Anyone looking for a movie about Sylvia Plath, the poet, should skip this rendition. The working title for this movie (Ted and Sylvia), would have been much more appropriate, since it is basically a summary of the tumultuous relationship between Plath and fellow poet Ted Hughes. Dramatic and passionate, it's a film that only people who are really interested (or like a good tear-jerker) should see.

Not to be misinterpreted, though: Sylvia is not a bad movie. Gwyneth Paltrow, though arguably one of the most overrated actresses in Hollywood since her Oscar win, gives a good performance as Sylvia. Her development throughout the movie from a well-adjusted wife, very much in love, to the disturbed and desperate woman that becomes Sylvia Plath, is remarkable. The progression reads very much like Plath's praised novel, The Bell Jar; it's slow, believable, and relatable.

The settings and the mood display the bleakness in an expectable way considering the story. British actor Daniel Craig also excels in his interpretation of Ted Hughes. Pulling off the charm and the mystique of Hughes, as well as the chemistry with Paltrow, Craig almost takes over the movie.

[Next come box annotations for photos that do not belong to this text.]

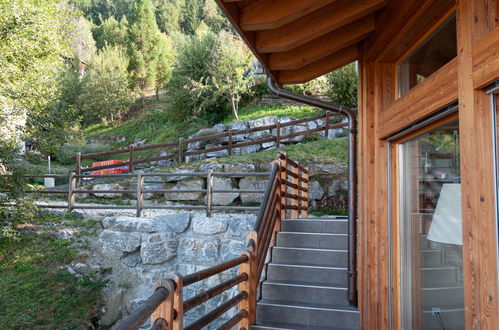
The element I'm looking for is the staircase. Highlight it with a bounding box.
[252,217,360,330]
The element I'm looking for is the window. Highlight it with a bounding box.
[398,117,464,330]
[398,15,457,96]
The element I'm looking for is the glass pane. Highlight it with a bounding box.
[400,120,464,330]
[398,15,457,96]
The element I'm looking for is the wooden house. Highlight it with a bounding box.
[217,0,499,329]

With a small role as Aurelia Plath for Paltrow's real life mother, Blythe Danner, Sylvia is, for all dramatic purposes, a good movie. Intense scenes and subject matter, along with good acting, make it worth watching. Yet, it still seems to be missing something that could have made it a great movie. She may not have been the greatest poet, but the legend of Sylvia Plath, and her universality as a writer is much more difficult to capture, and this film is clearly not faithful to that legend. Sylvia is a good romance, a good drama, but not the great movie about Sylvia Plath that it could have been.